War cannot even pretend to make sense to me now. The invisible walls between peoples, proclaimed to be so impervious by those who work so hard to make them, are like tiny lines drawn in the sand. It's as if I spent my whole life studying those lines, pondering over the symbology and meaning of their shapes as they are drawn and redrawn whenever waves obscure them, only to realize one day that it was only sand I was looking at all along.

Sunday, February 12, 2012

Confusion about Selfishness

Have you ever been worried about being too selfish? It's an issue that seems to come up a lot and yet, like anything taken to an extreme, it eventually becomes clear that it's impossible to be completely selfless. Even the motivation behind wanting to become selfless is, in itself, selfish. One day it occurred to me that if humans were meant to be purely selfless, we would have given up our bodies to nourish the first predator or bacterial colony we encountered.

But even if you limit the question to human interaction, there is still only so far you can go with selflessness. True, not everything has to be a tit-for-tat interaction. Random acts of kindness, for example, can involve giving to strangers who will never know who exactly did the giving, thus eliminating the risk of someone giving only because they expect something in return.

In fact, with a random act of kindness what you get out of it is that happy feeling for having done a good deed. Wait a minute, you get something out of it?! Doesn't that make it selfish? Can't have that... Alright, so doing an anonymous good deed is selfish too, but so what? What harm is there in that particular selfish motivation? If you think really hard, you can probably come up with some scenarios where a person obsessed with doing good deeds could become delusional and wreak havoc on their community... but first of all, what are the chances of that happening, and second of all, it still seems far less harmful than, say, a serial killer let loose in that same community.

Both the serial killer and the good-deeds-obsessed person have selfish motivations, but the difference is that the serial killer is really bad at managing them. The problem I see with the good-deeds-obsessed person is not that they aren't selfless enough, but that they might not be willing to accept their own selfish motivations.

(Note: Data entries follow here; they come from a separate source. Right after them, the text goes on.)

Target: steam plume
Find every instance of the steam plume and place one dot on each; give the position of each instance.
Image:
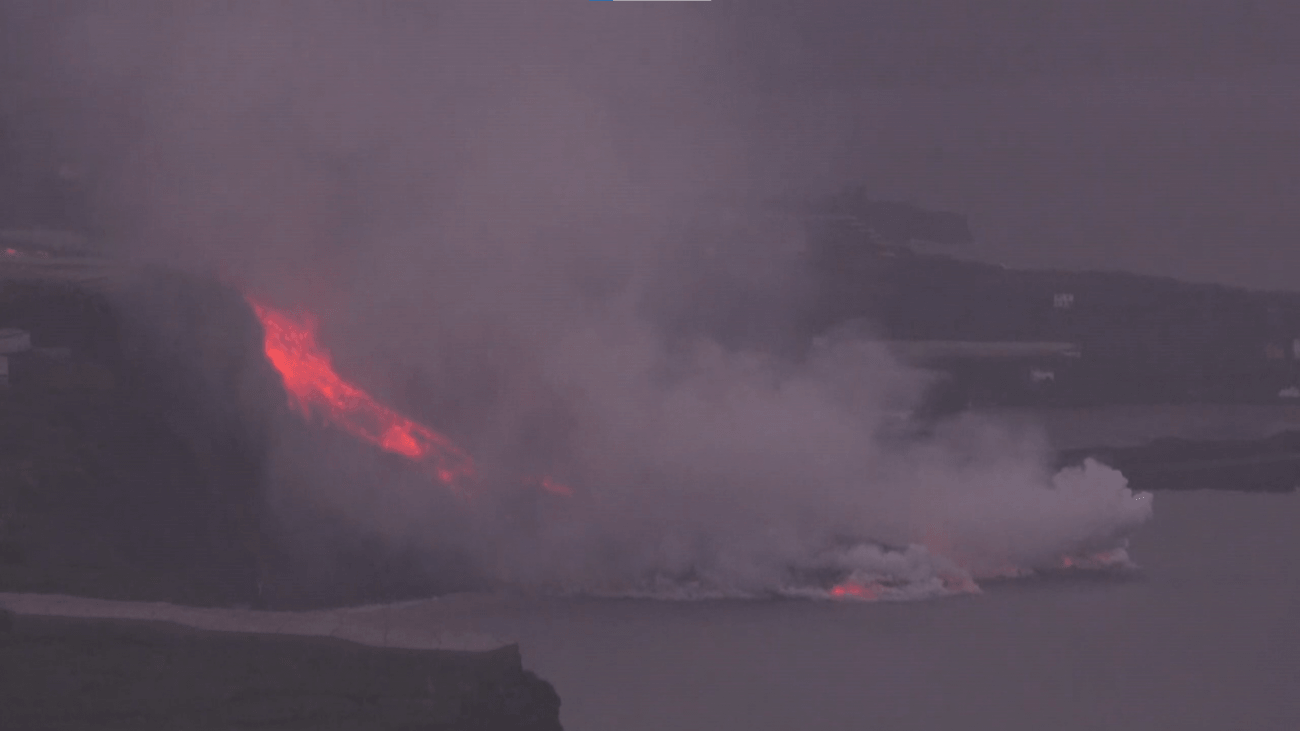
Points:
(484, 204)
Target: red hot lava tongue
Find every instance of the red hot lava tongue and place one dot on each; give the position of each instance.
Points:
(311, 381)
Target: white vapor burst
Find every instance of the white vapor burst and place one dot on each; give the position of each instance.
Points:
(488, 206)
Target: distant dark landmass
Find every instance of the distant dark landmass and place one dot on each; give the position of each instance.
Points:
(135, 435)
(68, 674)
(1262, 466)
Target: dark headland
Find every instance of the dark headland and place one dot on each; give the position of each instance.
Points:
(134, 457)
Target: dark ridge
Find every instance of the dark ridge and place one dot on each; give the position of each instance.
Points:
(1269, 466)
(70, 674)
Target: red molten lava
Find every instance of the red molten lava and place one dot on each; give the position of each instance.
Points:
(311, 381)
(856, 591)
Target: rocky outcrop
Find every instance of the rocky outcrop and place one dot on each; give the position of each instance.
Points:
(66, 674)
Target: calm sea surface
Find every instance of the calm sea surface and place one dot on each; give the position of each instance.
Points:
(1205, 636)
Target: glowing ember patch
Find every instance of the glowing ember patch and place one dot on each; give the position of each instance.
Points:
(854, 591)
(312, 385)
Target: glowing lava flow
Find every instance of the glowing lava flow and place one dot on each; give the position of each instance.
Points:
(311, 381)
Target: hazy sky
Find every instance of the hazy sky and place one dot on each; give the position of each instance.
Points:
(1155, 137)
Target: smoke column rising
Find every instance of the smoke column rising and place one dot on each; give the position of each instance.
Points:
(492, 198)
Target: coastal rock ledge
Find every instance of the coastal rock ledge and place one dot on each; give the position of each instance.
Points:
(73, 673)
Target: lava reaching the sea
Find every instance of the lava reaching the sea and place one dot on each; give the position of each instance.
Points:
(313, 386)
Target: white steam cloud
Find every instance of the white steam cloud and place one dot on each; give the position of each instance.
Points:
(493, 200)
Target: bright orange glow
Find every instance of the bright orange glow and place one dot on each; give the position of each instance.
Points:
(312, 384)
(852, 589)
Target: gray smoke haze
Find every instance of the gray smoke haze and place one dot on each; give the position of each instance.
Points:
(493, 207)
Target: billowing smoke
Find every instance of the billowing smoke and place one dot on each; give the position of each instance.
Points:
(498, 212)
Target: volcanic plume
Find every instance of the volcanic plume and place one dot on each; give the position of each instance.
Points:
(521, 230)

This means that while their good deeds might be much closer to the "purely selfless" ideal than the norm, they might not act as often as they could. They might come up with some idea for a nice thing to do, then think, "Oh no, I have as much to gain from that as I'd be giving, so I can't do that. I'll just wait until I come up with a better idea."

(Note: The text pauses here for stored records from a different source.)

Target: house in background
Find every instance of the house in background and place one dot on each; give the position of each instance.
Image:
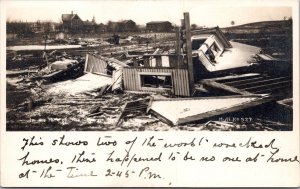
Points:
(159, 26)
(71, 22)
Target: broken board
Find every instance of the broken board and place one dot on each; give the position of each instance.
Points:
(252, 83)
(186, 110)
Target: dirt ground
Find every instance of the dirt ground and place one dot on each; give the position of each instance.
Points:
(30, 106)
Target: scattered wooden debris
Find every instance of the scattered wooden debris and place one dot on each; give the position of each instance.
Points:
(247, 84)
(188, 110)
(133, 107)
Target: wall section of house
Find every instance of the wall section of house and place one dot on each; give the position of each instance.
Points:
(180, 82)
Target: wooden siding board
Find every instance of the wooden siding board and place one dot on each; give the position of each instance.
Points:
(132, 79)
(224, 110)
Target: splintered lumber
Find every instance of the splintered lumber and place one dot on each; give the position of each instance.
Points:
(249, 84)
(224, 87)
(133, 106)
(178, 111)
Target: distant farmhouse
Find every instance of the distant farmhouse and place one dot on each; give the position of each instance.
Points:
(122, 26)
(71, 22)
(159, 26)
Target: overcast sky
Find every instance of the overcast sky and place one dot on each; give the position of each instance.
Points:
(202, 12)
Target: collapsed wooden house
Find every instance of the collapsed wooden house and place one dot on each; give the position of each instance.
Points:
(180, 74)
(188, 110)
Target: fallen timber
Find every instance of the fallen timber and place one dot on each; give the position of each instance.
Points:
(189, 110)
(253, 83)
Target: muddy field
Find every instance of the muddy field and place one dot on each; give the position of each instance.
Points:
(32, 105)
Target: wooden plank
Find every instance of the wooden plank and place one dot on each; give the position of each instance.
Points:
(189, 51)
(161, 118)
(150, 104)
(213, 97)
(234, 77)
(86, 62)
(216, 85)
(242, 81)
(177, 47)
(224, 110)
(270, 90)
(266, 85)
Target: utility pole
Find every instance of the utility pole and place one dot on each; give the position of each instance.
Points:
(186, 33)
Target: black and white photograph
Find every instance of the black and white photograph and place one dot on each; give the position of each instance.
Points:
(83, 69)
(170, 93)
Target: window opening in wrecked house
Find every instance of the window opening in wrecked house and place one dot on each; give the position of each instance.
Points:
(156, 81)
(196, 43)
(212, 52)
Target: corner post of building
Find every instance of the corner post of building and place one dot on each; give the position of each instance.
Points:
(189, 51)
(178, 46)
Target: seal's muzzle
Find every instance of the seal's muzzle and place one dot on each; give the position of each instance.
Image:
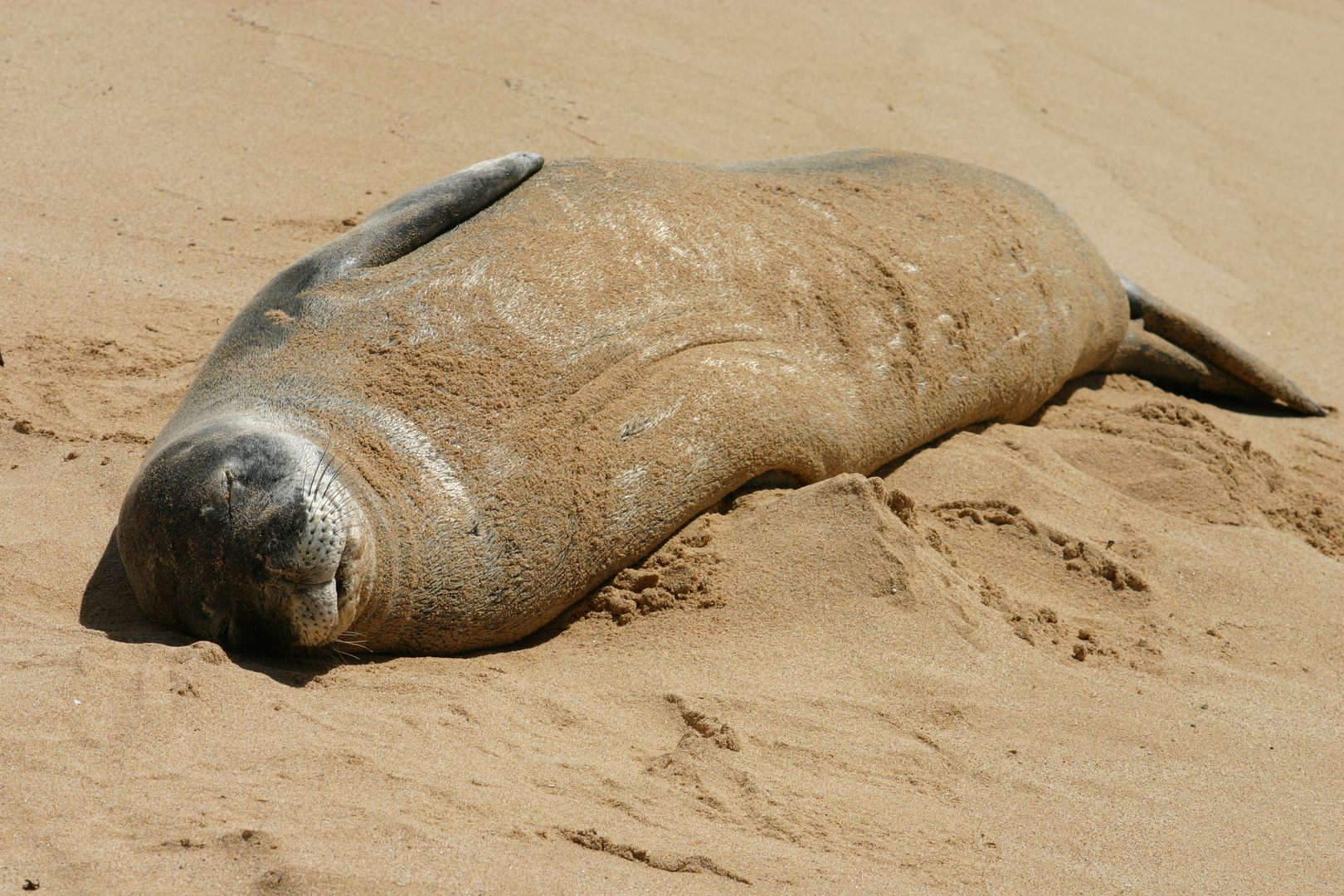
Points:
(245, 536)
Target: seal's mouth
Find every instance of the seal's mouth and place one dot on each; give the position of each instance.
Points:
(320, 577)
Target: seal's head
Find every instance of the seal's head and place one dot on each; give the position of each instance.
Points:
(247, 535)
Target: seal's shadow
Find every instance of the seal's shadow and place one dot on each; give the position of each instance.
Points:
(110, 606)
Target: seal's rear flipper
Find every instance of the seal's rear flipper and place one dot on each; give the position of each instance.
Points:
(1153, 348)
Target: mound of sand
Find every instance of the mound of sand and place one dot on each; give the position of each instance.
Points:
(1099, 652)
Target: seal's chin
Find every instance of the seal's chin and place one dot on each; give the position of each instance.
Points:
(251, 538)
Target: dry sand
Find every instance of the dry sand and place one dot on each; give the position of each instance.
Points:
(1098, 653)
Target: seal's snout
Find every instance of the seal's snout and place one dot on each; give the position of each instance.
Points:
(246, 538)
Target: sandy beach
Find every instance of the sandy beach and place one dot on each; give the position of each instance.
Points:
(1101, 653)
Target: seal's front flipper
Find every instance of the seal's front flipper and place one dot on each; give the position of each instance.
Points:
(1153, 348)
(402, 226)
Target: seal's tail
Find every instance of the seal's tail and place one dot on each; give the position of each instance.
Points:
(1168, 345)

If all a person ever did was anonymous acts of kindness, I'll bet they would still feel like something was missing. Sure, the need for feeling good about your moral integrity might be accounted for, but there are still other needs like safety, food and shelter, human connection, feeling loved and appreciated, having a valued place in the community, etc. My point is that people should pursue their own selfish needs, so long as they put a bit of thought into how they go about it.

It's entirely possible for someone to act on extremely selfish motivations, but do it in such a way as to greatly benefit everyone around them. In other words; mutual benefit. Otherwise, no one would ever have friendships or relationships. True, there are plenty of examples of unhealthy relationships where one person is doing all the giving without getting any support in return, but there are also examples of people that know how to have their needs met while simultaneously providing for other's needs.

So forget about, "How can I be purely selfless?" I think a far more interesting (and practical) question is, "What are some creative and mutually beneficial uses for selfishness?"

Monday, January 2, 2012

Friendship Bracelets

My hobbies tend to be a bit random, but once I get started on something... let's just say I get really involved. Therefore, when a friend said last summer, "Hey, let's make friendship bracelets!" I thought, sure, I guess I could try making one. And here's an idea of what inevitably happened:


And that's only about half of them. In addition I have six on my left wrist (one to represent each of my best friends since third grade), although I'm not likely to add any more for a while for fear of starting to look like a Persian carpet.